Plajda Kazılan Çukurların Tehlikeleri
Deniz kenarında tatil yapmanın keyfi, birçok kişinin en sevdiği yaz aktivitelerinden biridir. Ancak, eğer kendinizi veya sevdiklerinizi kumlara gömerek eğlenmeyi seviyorsanız, bu alışkanlığınızı gözden geçirmenizde fayda var. Bilim insanları, plajlarda derin çukurlar kazmanın hiç de güvenli bir eylem olmadığını vurguluyor.
Plajda kazılan çukurlar, trilyonlarca ton suyun ve ince kum tanelerinin oluşturduğu kritik bir fiziksel dengeyi bozabilir. Kum, ıslakken olduğundan daha stabil görünse de, fizik kuralları gereği kurumuş kum taneleri, birbirinin üzerinde durabileceği maksimum açı olan 33 dereceyi aşarsa, bu durum ciddi riskler doğurabilir. Örneğin, 90 derecelik açıyla bir veya bir buçuk metre derinliğinde bir çukur kazıldığında, bu çukur güneşin etkisiyle kurumaya başladığında, kendi içine çökme eğiliminde olur.

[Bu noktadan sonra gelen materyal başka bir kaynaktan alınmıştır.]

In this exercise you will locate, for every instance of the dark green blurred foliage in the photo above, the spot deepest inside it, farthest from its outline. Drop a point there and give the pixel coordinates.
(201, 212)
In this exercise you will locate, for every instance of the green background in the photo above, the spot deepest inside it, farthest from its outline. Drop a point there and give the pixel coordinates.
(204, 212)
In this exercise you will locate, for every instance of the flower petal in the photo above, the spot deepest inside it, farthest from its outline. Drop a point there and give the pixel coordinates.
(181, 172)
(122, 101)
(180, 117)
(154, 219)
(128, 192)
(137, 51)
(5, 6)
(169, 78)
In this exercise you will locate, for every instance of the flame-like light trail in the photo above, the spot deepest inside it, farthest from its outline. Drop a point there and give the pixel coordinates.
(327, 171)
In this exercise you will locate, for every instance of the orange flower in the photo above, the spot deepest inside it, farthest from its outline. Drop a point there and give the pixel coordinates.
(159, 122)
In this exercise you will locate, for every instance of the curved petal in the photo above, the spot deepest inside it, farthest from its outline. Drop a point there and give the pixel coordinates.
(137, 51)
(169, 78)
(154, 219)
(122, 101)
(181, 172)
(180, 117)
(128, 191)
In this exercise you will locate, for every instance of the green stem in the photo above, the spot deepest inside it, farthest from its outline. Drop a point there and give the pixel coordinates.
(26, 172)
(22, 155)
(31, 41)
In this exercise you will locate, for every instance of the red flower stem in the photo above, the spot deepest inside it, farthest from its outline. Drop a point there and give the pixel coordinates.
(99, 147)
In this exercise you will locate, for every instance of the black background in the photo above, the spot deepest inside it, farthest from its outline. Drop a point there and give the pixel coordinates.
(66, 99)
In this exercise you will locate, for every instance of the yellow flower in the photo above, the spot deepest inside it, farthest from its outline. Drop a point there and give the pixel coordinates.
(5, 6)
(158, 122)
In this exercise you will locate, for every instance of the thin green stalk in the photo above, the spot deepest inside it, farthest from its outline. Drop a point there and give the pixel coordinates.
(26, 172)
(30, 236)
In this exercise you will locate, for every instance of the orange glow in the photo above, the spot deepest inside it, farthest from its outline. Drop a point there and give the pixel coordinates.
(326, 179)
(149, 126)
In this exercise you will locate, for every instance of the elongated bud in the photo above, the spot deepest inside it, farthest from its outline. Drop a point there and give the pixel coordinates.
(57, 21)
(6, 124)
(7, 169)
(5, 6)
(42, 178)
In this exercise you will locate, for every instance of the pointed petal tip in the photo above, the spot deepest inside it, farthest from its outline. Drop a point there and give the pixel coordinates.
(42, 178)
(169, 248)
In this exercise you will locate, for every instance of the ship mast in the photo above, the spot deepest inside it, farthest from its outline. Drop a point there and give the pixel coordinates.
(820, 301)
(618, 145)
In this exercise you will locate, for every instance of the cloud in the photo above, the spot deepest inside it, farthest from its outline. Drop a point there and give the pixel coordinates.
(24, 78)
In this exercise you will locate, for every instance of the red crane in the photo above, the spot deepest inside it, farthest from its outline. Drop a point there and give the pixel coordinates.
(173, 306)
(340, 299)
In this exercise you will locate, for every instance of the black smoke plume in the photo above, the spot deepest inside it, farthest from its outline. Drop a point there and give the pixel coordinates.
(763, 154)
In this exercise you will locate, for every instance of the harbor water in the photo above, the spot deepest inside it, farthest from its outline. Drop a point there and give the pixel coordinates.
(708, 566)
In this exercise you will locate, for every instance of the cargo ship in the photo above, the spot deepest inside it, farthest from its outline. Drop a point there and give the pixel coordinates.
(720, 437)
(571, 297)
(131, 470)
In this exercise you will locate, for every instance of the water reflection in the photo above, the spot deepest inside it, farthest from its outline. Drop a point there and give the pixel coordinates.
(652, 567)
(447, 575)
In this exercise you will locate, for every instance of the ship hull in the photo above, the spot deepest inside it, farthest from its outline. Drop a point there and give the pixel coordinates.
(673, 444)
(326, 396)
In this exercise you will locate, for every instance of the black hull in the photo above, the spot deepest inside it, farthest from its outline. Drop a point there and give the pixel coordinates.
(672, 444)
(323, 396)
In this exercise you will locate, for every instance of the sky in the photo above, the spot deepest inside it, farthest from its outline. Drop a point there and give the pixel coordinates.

Üstelik, hemen yanındaki deniz suyu, bu çukurun içine sızma eğilimi gösterir. Tüm bu koşullar bir araya geldiğinde, plajda kazdığınız çukur, hızla bir bataklığa dönüşerek, içinde bulunan her şeyi dibe çekebilecek ölümcül bir tuzak haline gelebilir. Bu durum, plajda kazılan her çukur için geçerli olmasa da, doğanın dinamikleri hakkında yeterli bilgiye sahip olmadan risk almak son derece tehlikelidir.
Bilim insanları, plajda yalnızca küçük kumdan kaleler inşa etmek için 10-20 santimlik kazılar yapılmasını öneriyorlar. Özellikle kalabalık plajlarda, bir kaza anında çevredeki insanların yardım etmesi mümkün olsa da, dünyanın dört bir yanında bulunan ıssız plajlarda bu durum pek de geçerli değildir. Bu tür yerlerde, tehlikeler daha da artmaktadır.
Bataklıktan Kurtulmanın Yöntemleri
Bunun yanı sıra, bilim insanları yalnızca plajlarda değil, gevşek toprak veya bataklıkla karşılaşıldığında da insanlara dikkatli olmalarını ve ani hareketlerden kaçınmalarını öneriyorlar. Bataklıkla temas eden yüzeyin genişletilmesi için mümkün olduğunca yatay pozisyonda kalmak, bataklıktan çıkmanın en etkili yollarından biridir. Bu sayede, çok yavaş hareketlerle çamurdan kurtulmak mümkün olabilir.
Çünkü bataklıklar, ani hareketlerin toprakta sıkışmalara yol açarak insanları adeta içine hapseden bir yapıya sahiptir. Bataklığın yoğunluğu, hiçbir insanı tamamen içine çekmeyecek kadar azdır. Ancak, kişinin bataklıktan kurtulabilmesi için üzerindeki ağırlıkları atması, yavaşça yatay duruma geçmesi ve çok yavaş hareketlerle sağlam zemine doğru kendini çekmesi gerekmektedir. Bu temel bilgi, aklınızda bulundurmanız için önemli bir detaydır.